Но сейчас, из-за «зубной боли» Елены, и из-за этого полуночного, экстренно предоставленного ей убежища, из-за сбитого – сдвинувшегося с обычных орбит – бытия, высвободившего простор застращанной душе, Ривка с какой-то испуганной готовностью переквалифицировалась в еврейскую Арину Родионовну:
– Мы играли там на ступеньках кинотеатра «Колизей», это я хорошо помню. А еще, помню, у меня была няня. Няня ходила в церковь – там же, на Чистых прудах, совсем близко от «Колизея», – и с собой меня на прогулке каждый раз в церковь брала. Я возвращалась домой, а дома вся семья вечером становилась на еврейскую молитву – а я вставала на колени, и молилась! Как в церкви. Как же надо мной вся семья смеялась! Я маленькая еще была, лет семь – ничего не понимала – почему они надо мной смеются… Дай-ка мне чайник с плиты, пожалуйста… Я разбавлю себе… Я такой крепкий не могу…
– Ривка Марковна, а вы помните хоть какие-нибудь молитвы на иврите? – зажглась от внезапно зазвучавшей в Ривкиной судьбе диковинки Елена, передавая чайник – не вставая, сидя – потому что в кухне и одному-то человеку было тесно, а сейчас провернуться уже не было и вовсе никакого шанса – а в битве за место под солнцем с завсегдатаем кухни алоэ она бы явно пала смертью храбрых.
– Нет, девочка, ни слова не помню. Хотя родители знали молитвы прекрасно и каждый день читали. А я и сейчас в этом ничего не понимаю, как и тогда в детстве. Только, помню, когда что-нибудь разбивалось, мама всегда говорила: «Капора!»
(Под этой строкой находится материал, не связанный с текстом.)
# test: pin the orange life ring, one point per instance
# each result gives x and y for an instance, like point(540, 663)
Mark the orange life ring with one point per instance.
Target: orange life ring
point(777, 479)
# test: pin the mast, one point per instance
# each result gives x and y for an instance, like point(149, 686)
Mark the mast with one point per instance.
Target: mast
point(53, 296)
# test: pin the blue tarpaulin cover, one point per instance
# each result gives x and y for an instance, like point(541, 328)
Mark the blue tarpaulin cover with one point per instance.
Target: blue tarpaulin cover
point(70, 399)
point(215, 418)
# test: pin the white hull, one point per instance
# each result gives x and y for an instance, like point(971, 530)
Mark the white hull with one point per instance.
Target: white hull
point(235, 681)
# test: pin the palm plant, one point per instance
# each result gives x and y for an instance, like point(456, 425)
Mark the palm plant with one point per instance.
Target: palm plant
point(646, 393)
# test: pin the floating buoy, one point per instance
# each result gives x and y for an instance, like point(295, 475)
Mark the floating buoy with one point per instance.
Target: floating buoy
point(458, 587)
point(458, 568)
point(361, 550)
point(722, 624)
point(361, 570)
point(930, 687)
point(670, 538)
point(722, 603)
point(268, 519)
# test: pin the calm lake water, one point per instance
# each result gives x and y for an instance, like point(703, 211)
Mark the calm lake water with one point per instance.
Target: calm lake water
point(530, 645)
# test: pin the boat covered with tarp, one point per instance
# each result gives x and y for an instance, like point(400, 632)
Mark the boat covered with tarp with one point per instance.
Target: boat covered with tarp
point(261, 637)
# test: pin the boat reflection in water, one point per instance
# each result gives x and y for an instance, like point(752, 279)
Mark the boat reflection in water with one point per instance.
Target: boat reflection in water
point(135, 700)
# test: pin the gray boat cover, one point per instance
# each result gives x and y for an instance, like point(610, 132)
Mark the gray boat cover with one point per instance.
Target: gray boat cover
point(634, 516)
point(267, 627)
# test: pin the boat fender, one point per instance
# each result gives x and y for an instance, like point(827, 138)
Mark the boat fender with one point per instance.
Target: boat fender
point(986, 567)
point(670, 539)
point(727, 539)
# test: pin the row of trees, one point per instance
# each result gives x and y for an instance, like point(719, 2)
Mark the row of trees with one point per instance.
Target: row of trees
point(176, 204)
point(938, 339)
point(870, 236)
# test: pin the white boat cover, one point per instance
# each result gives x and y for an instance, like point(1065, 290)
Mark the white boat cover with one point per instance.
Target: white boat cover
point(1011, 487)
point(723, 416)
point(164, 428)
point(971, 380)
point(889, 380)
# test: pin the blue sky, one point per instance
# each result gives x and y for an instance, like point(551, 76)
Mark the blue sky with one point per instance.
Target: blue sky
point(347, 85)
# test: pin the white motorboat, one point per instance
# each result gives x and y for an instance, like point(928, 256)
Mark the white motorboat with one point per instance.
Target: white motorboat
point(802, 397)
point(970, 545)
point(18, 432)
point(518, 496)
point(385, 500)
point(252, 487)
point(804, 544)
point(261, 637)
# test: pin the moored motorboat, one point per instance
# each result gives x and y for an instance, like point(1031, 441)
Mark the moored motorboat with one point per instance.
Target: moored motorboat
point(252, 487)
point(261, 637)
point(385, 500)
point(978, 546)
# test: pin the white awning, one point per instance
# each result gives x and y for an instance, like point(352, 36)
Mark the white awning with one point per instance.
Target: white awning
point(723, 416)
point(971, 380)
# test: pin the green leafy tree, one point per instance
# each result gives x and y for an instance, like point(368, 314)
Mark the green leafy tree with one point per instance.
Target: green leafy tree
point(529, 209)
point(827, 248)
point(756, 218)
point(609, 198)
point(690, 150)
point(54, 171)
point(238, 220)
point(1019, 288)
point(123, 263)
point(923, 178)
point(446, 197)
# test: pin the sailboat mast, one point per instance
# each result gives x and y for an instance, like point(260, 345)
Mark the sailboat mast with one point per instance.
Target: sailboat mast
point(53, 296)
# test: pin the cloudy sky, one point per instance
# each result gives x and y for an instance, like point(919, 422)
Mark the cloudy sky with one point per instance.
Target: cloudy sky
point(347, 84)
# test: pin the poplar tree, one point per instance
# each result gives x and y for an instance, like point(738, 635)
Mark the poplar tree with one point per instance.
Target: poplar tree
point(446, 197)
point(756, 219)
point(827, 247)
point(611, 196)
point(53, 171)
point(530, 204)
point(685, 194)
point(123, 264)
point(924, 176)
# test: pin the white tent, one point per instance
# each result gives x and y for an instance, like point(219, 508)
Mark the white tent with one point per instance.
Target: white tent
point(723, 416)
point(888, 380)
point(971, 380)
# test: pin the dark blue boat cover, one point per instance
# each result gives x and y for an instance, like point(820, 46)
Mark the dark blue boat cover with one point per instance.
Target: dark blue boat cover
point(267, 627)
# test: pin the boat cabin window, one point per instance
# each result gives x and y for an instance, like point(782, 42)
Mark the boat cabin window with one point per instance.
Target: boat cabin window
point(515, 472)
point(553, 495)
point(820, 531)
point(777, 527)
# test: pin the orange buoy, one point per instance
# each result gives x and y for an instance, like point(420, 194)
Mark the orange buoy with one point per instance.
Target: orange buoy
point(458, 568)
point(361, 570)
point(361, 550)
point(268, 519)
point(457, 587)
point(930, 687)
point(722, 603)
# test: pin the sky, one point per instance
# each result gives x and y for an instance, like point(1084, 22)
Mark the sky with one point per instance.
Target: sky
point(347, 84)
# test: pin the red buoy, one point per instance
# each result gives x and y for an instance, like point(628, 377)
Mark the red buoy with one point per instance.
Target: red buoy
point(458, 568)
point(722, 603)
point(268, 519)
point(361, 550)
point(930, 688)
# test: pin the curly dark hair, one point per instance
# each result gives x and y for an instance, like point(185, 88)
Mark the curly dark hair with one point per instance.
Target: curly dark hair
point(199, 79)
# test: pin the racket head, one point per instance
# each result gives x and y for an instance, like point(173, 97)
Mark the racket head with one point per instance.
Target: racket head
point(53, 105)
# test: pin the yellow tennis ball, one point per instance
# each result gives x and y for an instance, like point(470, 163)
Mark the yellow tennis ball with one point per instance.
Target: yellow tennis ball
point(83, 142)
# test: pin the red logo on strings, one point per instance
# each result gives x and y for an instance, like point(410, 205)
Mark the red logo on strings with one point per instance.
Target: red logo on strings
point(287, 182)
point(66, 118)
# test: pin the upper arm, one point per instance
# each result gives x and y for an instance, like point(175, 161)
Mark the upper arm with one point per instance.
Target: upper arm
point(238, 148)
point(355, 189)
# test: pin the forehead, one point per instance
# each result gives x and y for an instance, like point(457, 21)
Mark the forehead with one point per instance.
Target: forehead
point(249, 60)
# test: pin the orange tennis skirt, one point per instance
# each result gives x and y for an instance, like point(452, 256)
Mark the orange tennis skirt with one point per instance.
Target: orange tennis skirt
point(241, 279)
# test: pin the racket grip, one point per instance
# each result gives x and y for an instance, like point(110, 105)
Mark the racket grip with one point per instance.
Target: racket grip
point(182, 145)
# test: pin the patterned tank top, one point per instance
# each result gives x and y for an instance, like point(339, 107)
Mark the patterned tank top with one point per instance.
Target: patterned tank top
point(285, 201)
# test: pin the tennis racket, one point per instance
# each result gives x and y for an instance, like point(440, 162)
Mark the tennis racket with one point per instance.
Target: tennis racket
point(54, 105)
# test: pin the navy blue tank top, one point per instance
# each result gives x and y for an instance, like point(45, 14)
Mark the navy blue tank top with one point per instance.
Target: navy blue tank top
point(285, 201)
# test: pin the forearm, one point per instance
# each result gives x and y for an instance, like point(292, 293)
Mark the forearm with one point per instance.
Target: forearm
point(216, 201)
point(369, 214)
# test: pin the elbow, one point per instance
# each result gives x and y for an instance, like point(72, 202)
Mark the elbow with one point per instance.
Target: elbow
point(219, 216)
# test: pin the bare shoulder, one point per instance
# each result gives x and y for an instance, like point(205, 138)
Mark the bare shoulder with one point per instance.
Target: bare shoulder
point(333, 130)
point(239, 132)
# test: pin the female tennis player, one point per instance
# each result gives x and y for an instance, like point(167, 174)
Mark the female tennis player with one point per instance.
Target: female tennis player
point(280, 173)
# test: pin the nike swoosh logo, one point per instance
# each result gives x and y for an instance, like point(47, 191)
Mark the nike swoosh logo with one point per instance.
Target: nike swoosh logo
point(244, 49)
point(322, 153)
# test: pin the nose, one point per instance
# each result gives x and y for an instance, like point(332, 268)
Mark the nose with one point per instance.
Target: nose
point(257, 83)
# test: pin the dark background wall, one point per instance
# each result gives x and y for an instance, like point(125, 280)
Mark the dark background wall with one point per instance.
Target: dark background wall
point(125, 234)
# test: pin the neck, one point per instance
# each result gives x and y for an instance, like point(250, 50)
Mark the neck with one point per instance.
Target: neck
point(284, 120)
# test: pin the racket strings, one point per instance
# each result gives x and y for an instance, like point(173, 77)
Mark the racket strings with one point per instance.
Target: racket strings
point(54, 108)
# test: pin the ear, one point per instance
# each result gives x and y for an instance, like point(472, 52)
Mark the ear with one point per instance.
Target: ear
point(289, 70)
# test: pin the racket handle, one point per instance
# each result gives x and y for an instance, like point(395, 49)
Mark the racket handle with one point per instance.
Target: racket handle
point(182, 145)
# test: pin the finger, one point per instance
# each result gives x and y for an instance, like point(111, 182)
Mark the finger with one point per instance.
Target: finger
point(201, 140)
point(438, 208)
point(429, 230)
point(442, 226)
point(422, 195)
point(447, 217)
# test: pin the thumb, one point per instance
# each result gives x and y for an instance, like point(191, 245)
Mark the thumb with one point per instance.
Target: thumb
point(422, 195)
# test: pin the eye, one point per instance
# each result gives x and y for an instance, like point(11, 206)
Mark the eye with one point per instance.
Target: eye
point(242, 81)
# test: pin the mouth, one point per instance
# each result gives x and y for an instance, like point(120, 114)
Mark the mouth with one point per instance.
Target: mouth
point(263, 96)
– Капора… Смешно… А что это значит?
– Не знаю, девочка. Но я всегда так говорю. Маму вспоминаю. Я же у нее поздним и единственным ребенком была. Я была… Не смейся надо мной только… Я была вымоленным ребенком. И из-за меня мама и не уехала в Палестину… Отщипни-ка мяты там вон, справа за алоэ… Да нет, вот там, в самом уголке – там мята растет… Видишь? Кинь себе в чай пару листочков – зубы пройдут.
– Что значит – из-за вас не уехали? – Елена уже ни за какой мятой не потянулась, а завороженно слушала.
– Да так вот… Сначала была первая мировая, потом все эти волнения, потом революция – вся огромная семья уже почти уехала: было как-то понятно, что здесь им не выжить. А мама из-за всех этих событий вокруг очень нервничала… И никак не могла забеременеть. И они с отцом очень сильно молились о ребенке. А все было готово к отъезду. И вдруг оказалось, что мама беременна. И мама отказалась ехать – именно из-за того, что это был вымоленный ребенок: мама побоялась пускаться в путешествие, побоялась что потеряет ребенка – это было бы для нее страшное богохульство. И мамины родители уже уехали в Палестину, с тем, что мама, как только родит ребенка, вместе с ребенком и мужем отправится за ними. И родилась я. А уехать из страны уже так и не смогли.